My yard needs mowing like Hollywood needs to put out some good movies. (Desperately) I walked to the mailbox yesterday and stumbled upon a community of yard gnomes that had begun a rudimentary civilization in the corner of my lawn. I took this as a sign that I needed to fire up the Craftsman and get the grass low enough so that I can at least see the road. I can’t even tell who is pulling into my driveway anymore. My dog Al looks at me like I am crazy every time I let him into the backyard. He looks at me with those big brown eyes that say, “Dad…if I some jungle creature gets me and I don’t come back…it’s your fault.”

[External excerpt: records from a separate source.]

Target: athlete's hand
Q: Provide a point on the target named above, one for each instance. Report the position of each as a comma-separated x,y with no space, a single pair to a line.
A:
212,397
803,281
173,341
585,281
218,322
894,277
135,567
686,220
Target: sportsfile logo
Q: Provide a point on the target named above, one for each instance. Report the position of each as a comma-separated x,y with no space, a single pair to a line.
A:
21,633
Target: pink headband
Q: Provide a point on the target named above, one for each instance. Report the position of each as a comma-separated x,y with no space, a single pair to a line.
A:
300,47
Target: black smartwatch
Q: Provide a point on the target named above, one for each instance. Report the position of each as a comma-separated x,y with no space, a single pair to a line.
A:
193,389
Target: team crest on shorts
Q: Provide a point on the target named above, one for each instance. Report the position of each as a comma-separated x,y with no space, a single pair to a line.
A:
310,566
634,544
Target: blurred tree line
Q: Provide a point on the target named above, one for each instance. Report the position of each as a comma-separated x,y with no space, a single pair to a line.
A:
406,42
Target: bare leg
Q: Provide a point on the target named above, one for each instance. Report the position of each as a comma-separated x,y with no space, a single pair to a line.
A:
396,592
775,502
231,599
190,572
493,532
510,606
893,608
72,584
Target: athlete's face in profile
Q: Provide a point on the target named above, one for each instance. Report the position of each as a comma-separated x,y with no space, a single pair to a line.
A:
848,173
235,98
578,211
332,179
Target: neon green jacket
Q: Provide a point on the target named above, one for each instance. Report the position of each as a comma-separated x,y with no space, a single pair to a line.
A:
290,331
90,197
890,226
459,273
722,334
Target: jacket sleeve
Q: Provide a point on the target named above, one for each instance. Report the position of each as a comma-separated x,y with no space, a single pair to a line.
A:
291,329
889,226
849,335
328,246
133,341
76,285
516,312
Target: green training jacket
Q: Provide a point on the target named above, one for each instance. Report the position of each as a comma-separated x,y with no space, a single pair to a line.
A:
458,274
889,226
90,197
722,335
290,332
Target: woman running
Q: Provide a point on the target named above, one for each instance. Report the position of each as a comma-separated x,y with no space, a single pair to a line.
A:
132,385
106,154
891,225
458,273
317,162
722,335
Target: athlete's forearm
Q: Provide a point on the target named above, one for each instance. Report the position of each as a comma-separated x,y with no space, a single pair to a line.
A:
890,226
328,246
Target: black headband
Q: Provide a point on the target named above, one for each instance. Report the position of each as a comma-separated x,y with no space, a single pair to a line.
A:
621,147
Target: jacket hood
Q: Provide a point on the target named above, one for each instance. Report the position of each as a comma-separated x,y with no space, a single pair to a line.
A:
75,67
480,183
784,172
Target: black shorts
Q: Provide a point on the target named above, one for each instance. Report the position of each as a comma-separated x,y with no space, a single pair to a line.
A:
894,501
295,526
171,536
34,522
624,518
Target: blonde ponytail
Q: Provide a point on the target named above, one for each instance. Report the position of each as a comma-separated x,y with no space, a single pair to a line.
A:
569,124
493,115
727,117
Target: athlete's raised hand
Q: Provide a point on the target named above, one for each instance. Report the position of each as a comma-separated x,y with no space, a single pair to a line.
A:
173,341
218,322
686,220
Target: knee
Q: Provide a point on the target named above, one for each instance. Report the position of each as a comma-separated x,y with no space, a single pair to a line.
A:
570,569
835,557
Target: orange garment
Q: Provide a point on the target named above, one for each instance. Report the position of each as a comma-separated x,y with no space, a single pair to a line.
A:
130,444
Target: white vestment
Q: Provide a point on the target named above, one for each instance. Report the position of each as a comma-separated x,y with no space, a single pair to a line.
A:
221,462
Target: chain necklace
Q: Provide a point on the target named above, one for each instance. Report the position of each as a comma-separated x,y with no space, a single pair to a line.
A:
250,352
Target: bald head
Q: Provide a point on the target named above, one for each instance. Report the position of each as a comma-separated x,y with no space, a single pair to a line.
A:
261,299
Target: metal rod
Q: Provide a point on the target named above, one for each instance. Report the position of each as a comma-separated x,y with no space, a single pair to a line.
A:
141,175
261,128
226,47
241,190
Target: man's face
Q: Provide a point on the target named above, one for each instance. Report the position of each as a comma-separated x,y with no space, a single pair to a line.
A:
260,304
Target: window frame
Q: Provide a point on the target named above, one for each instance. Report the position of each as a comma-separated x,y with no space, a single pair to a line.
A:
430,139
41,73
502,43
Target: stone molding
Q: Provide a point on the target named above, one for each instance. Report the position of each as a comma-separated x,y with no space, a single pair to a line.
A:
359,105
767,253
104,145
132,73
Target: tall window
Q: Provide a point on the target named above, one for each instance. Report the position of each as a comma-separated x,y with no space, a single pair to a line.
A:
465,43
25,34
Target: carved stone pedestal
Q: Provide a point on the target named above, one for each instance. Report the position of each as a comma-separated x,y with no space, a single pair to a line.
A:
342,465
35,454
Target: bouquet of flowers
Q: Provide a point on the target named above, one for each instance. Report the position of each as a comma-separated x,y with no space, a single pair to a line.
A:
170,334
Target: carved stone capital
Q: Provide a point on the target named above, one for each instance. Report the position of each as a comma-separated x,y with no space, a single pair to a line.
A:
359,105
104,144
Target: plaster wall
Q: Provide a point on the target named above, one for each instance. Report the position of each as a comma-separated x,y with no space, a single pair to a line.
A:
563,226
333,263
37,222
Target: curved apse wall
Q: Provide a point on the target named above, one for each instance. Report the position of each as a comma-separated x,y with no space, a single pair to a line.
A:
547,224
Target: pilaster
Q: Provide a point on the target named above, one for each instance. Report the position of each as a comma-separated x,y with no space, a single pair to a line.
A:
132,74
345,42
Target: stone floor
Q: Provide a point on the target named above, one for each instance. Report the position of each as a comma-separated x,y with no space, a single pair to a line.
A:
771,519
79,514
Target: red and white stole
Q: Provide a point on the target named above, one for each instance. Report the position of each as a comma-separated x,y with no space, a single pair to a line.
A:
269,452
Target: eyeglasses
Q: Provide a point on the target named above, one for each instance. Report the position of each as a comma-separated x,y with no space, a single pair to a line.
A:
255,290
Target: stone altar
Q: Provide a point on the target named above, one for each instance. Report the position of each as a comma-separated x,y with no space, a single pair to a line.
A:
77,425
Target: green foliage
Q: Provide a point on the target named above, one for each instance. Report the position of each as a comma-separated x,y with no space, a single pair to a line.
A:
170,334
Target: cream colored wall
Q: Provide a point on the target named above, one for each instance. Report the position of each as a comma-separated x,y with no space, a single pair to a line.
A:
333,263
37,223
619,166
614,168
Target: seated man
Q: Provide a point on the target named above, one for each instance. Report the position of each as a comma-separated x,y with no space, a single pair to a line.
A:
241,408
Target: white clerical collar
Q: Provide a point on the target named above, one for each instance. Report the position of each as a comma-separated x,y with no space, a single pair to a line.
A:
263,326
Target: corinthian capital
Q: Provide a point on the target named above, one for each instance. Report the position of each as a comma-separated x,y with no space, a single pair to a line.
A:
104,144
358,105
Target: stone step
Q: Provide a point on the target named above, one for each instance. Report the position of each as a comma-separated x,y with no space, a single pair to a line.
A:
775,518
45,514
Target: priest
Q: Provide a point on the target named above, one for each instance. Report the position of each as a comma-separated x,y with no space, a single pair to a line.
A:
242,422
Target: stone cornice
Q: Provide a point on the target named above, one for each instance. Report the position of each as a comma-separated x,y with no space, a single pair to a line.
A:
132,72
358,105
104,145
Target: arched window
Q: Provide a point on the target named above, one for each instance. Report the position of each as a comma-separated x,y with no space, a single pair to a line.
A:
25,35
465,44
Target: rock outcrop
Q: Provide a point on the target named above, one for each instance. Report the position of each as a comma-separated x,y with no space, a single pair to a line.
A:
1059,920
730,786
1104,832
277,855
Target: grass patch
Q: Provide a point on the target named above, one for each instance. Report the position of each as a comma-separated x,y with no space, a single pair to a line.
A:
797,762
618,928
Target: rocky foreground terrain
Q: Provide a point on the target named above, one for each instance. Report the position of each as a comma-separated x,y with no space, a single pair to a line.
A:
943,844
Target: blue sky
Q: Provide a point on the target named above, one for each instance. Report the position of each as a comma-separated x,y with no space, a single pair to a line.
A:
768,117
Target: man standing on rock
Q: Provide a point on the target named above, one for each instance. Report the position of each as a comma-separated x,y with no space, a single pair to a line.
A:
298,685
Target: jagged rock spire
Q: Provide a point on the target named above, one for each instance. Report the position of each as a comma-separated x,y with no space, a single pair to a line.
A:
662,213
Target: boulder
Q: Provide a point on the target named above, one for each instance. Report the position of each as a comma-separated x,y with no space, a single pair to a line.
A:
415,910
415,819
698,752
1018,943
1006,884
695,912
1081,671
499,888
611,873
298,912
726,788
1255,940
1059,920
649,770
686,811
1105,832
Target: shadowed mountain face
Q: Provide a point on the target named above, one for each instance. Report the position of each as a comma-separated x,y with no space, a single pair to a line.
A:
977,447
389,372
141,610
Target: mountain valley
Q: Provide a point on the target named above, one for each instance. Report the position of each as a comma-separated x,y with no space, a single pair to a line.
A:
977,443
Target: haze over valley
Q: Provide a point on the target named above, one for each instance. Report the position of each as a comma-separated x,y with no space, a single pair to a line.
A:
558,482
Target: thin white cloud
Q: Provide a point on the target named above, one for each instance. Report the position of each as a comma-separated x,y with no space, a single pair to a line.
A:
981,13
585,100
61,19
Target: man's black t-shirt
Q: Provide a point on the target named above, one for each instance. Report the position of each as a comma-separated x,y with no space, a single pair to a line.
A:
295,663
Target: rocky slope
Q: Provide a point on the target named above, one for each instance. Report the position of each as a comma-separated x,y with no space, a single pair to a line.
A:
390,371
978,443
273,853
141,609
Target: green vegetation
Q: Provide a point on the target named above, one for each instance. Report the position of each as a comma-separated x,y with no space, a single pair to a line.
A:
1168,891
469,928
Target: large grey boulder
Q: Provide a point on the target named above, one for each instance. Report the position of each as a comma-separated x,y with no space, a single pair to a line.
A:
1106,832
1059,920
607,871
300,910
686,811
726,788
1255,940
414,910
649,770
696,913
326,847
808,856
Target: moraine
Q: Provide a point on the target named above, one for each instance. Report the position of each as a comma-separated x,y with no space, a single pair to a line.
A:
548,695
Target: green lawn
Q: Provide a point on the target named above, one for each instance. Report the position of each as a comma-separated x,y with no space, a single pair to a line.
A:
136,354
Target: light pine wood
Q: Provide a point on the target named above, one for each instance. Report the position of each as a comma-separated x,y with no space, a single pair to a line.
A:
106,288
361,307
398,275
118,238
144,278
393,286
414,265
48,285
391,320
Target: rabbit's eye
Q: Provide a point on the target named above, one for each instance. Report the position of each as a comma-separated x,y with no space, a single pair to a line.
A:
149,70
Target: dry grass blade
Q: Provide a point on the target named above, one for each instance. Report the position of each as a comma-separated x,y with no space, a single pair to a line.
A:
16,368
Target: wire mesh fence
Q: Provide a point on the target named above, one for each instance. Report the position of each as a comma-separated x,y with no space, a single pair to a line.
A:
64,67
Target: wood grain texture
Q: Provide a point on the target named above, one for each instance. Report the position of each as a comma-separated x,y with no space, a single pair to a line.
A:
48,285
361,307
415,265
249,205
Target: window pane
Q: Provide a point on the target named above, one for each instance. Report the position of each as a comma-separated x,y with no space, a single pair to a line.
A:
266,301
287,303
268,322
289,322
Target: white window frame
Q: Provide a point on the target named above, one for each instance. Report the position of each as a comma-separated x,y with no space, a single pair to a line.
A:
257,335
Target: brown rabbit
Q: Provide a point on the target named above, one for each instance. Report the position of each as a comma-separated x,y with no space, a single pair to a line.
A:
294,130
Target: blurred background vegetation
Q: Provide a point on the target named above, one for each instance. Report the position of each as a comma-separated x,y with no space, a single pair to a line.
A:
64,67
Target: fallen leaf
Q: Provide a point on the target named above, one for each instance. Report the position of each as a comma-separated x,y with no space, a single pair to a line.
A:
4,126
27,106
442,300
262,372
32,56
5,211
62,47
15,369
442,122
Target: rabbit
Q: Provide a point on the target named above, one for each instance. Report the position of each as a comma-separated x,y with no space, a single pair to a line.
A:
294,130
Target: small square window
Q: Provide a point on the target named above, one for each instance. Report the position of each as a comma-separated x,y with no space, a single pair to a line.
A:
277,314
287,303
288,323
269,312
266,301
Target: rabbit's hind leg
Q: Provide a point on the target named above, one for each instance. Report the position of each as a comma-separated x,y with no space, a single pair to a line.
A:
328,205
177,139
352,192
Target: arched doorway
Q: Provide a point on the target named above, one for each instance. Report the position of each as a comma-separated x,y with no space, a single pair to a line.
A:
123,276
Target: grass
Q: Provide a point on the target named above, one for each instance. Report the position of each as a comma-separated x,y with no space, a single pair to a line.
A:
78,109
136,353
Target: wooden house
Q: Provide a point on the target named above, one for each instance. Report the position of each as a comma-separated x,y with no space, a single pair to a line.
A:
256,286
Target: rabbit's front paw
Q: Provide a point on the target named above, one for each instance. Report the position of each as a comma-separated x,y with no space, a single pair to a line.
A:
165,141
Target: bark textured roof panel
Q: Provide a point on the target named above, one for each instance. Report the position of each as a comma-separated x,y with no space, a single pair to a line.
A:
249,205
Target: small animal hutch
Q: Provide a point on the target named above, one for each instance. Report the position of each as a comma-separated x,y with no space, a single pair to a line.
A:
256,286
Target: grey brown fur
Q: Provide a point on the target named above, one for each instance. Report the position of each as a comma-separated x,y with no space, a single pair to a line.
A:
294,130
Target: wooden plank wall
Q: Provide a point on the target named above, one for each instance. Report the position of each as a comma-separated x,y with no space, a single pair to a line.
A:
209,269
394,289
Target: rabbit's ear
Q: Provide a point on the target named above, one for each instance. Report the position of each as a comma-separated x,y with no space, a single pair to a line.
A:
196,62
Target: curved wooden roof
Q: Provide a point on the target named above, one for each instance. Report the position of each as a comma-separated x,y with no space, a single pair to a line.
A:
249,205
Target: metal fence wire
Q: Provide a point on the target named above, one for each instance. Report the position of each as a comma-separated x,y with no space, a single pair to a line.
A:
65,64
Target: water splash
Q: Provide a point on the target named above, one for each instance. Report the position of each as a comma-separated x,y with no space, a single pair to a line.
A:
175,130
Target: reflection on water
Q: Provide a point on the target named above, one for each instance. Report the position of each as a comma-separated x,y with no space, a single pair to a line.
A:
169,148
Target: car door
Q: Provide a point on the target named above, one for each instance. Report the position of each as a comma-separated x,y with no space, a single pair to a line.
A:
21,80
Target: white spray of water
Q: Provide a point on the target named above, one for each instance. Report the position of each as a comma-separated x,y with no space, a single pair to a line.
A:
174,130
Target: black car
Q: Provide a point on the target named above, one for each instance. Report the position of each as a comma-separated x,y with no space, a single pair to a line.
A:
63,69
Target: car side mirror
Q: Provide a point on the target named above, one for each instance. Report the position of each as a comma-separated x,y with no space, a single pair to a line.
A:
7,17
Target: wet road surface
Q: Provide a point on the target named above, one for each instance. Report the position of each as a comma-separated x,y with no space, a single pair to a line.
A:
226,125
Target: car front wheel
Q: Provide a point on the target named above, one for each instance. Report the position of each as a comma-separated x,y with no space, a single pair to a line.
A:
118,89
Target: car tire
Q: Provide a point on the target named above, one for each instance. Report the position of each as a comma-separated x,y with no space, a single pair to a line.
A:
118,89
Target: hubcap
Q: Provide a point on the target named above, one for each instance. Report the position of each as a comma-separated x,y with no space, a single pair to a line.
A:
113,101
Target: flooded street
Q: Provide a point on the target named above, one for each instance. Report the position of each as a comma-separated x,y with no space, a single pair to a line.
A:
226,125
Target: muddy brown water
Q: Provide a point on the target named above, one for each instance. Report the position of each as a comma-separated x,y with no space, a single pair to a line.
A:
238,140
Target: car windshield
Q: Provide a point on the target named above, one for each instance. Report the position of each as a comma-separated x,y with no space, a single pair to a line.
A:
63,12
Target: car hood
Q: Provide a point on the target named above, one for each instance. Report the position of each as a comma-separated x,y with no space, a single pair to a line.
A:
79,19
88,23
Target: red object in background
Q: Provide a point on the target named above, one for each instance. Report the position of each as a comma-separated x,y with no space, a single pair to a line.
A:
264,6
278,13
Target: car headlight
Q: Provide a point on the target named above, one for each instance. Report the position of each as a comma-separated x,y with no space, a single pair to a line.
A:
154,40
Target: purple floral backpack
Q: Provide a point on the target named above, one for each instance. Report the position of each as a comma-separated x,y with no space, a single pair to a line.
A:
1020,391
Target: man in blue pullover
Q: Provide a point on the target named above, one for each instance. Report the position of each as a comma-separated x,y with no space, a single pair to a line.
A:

With all this to do, I find it even harder to write. While mowing the yard and washing dishes takes physical will, writing takes mental will that I have lacked for the last week. I had just wrung the rag dry and needed to get it wet again. (Innuendo given free of charge) So I will brave the jungle of my yard today and try to tame it enough to look presentable. Until I am rich enough to pay people to do it for me it remains my responsibility to keep it from the Amazonian quality that it is at this moment. If I don’t write again you will know that I have been taken hostage by a tribe of gnomes and that my mowing days are over.